By Miriam Halahmy (Meadowside Fiction)
What can one young girl do in the face of ignorance and prejudice? How do we work out what’s right and wrong in an increasingly complex world? In Hidden, Alix is a nearly fifteen-year-old girl who lives on a quiet island in Britain. Her dad has deserted them, her grandfather has recently died and her mum is battling alone and with a broken leg. Alix’s thoughts are filled with self-pity as she has to help her mum run the house, wonder where her dad and his new girlfriend, Gorgeous Gloria, are and deal with the fact that she is one of the few girls in her school who apparently doesn’t have a boyfriend. Plus her best friend Kim has become increasingly distant since Alix became friendly with Samir – the new muslim boy in school.
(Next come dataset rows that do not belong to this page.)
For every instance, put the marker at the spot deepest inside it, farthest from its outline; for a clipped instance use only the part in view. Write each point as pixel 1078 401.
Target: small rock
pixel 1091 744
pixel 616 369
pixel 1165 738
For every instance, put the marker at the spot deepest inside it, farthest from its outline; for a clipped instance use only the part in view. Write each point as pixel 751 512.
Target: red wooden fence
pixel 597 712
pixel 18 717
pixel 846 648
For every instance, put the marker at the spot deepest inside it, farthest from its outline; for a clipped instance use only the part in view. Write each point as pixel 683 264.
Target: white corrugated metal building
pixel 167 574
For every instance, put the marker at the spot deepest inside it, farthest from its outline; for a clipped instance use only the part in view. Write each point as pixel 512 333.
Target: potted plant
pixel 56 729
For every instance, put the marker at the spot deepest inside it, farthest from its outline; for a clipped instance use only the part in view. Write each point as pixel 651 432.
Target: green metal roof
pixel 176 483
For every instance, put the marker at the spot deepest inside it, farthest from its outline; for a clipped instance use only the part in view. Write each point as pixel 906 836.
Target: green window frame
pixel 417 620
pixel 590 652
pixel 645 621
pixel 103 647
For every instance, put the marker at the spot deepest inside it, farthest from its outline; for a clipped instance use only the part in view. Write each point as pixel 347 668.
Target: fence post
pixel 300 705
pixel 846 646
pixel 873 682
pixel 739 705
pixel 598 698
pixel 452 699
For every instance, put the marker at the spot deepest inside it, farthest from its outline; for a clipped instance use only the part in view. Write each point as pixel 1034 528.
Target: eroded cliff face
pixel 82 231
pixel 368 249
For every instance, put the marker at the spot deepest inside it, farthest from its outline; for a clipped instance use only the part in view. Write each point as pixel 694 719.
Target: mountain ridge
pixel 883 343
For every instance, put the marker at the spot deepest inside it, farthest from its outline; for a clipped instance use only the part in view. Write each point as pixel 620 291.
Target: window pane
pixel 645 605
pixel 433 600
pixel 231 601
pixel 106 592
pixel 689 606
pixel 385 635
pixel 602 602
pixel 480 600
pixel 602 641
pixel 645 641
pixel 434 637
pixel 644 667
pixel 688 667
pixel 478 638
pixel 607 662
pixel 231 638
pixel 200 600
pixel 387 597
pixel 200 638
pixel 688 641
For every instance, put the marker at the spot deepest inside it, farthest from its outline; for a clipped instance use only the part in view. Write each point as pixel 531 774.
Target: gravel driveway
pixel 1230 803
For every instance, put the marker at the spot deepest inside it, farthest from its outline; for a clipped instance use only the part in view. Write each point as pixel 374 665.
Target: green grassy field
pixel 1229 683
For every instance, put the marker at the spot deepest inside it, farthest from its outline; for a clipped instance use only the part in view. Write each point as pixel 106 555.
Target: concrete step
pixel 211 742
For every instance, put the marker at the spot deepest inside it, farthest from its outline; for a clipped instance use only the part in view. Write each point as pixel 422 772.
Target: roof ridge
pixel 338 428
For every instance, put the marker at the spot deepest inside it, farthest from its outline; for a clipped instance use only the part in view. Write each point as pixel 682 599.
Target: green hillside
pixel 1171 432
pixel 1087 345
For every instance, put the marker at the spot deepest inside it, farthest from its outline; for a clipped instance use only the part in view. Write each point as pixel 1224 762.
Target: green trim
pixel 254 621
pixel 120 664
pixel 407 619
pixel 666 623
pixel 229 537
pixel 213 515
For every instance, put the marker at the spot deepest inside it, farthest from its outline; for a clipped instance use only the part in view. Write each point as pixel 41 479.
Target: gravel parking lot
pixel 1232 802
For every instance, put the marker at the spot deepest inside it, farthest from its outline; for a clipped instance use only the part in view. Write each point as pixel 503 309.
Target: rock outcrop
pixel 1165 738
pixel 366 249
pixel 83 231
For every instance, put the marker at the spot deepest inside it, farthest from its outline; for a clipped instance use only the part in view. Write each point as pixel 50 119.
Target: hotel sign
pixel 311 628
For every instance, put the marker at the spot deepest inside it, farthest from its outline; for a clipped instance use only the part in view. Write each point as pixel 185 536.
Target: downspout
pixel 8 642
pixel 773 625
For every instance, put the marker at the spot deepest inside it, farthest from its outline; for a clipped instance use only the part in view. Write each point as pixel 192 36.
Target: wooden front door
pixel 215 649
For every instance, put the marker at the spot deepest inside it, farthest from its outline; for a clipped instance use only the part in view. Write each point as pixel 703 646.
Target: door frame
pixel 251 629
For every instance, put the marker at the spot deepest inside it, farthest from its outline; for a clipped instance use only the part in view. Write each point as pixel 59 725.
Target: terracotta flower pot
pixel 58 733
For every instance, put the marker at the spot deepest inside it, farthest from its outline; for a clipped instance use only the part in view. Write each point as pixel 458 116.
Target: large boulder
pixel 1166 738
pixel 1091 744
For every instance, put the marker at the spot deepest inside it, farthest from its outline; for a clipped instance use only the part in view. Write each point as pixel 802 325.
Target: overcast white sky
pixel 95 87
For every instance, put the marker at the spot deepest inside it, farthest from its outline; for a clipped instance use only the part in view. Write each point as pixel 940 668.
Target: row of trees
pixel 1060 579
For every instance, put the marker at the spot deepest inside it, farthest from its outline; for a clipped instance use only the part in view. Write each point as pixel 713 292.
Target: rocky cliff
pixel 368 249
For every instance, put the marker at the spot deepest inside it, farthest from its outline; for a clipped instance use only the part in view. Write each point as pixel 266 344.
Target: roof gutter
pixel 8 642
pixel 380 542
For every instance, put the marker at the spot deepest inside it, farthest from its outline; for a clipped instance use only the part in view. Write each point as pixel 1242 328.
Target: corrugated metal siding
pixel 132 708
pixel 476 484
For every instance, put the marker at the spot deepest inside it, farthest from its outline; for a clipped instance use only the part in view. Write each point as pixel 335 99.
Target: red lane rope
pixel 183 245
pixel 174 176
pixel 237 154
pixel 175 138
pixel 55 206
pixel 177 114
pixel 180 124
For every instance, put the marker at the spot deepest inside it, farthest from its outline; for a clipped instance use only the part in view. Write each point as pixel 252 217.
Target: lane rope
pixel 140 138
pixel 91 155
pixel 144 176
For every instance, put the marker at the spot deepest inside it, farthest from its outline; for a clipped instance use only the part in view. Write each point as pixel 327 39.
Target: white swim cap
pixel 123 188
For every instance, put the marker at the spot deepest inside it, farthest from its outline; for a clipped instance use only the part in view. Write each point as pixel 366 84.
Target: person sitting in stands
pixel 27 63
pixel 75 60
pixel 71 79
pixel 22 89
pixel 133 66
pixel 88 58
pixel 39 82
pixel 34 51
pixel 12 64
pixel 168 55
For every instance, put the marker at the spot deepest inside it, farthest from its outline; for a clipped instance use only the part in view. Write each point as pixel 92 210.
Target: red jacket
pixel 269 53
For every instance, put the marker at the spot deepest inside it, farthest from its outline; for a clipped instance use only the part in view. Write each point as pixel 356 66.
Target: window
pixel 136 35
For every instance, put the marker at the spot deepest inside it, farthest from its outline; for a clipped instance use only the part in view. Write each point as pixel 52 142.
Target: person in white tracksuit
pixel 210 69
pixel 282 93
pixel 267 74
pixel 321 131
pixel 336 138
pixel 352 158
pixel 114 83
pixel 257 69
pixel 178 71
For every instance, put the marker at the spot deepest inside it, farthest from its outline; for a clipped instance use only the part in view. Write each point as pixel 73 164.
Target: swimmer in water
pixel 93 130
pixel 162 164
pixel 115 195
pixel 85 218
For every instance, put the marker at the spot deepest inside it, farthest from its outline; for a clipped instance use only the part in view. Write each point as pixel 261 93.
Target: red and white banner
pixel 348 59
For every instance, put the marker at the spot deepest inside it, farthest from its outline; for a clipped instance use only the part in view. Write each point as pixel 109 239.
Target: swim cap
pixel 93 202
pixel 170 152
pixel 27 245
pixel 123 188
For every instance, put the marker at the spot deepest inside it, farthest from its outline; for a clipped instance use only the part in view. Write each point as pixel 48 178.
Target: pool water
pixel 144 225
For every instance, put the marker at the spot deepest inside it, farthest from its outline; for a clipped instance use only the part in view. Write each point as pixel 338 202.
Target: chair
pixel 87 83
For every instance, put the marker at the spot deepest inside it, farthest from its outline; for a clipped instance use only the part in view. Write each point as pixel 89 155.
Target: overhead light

Then one cold and misty morning on the beach she and Samir find themselves saving a drowning man. Muhammed is an undocumented Iraqi immigrant escaping torture and seeking asylum. Surrounded by the local people’s open hostility to muslims and fear of terrorism their attempt to hide him from harm is a challenge they may not be up to. This is a well-timed book about immigrants and Islamophobia and it attempts to bring the issues to life in a way teens can relate to. Although it’s over earnest at times with predictable cliches and the run of thoughts in Alix’s head feels exhausting – the local jargon and colour make it believable. With Brexit and the increase in prejudice, racism and judgement around the world we need more books on such topical issues.